Now the Ulster flag/banner – that’s King Billy’s horse of a different colour. I acknowledge the extreme difficulty – not to say impossibility – that would be involved in excising the union jack from our public square, but I’m left perplexed by the failure of a single unionist voice to speak out in favour of giving Commonwealth athletes another flag to excel under. Ripping Empire yarns were never for me, but I can understand how the long military and political history of the union jack can stir the passions of proud British unionists. The Ulster flag, on the other hand, became the ‘official flag of Northern Ireland’ the year Tenzing Norgay climbed Everest and the most notable battle at which it has been flown was Burntollet.
Unionists are dead-set against equivalence for the union jack and the tricolour, and putting myself in their marching shoes, I can fully understand that. But relinquishing one of the two flags they’ve got would seem like a fairly simple way of setting off on the journey of outreach they keep claiming to have bought a ticket for. Throw in the fact the Ulster flag has no official status and away from lampposts is used only as confusion-avoidance in the world of sport and I’d have thought we’re pushing at a door marked ‘No-Brainers Only’.
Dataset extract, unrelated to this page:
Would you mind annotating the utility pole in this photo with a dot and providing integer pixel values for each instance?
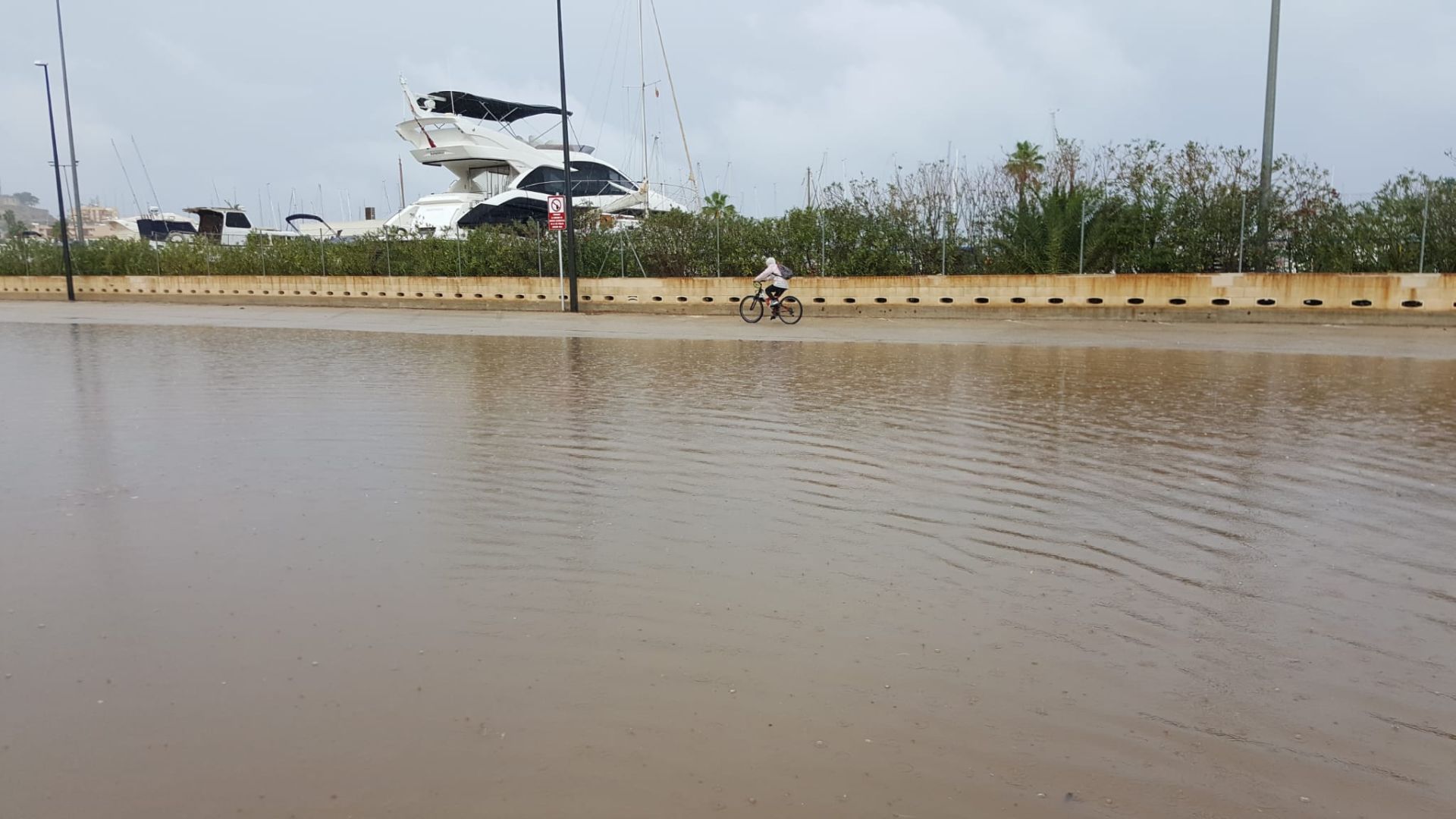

But no. ’Parntly unionists hold the half-a-millennium-old union jack in precisely the same esteem as a flag that’s the same age as Hulk Hogan. Indeed, such is the oddly impassioned attachment to the Ulster flag, that the reliably excitable unionist commentator Owen Polley in the News Letter outdid himself by bewailing the prospect of a new Commonwealth Games flag under the headline ‘Pandering to NI haters over the Ulster Banner is doomed to fail’.
True, in recent years the News Letter had read daily like an MRI scan of hardline unionism’s Irish Sea border breakdown, but dismissing those who’d like young athletes to gather under a flag all of them can relate to in such terms is a telling indicator of how difficult it’s going to be to persuade unionism to make a gesture of conciliation that might actually be difficult.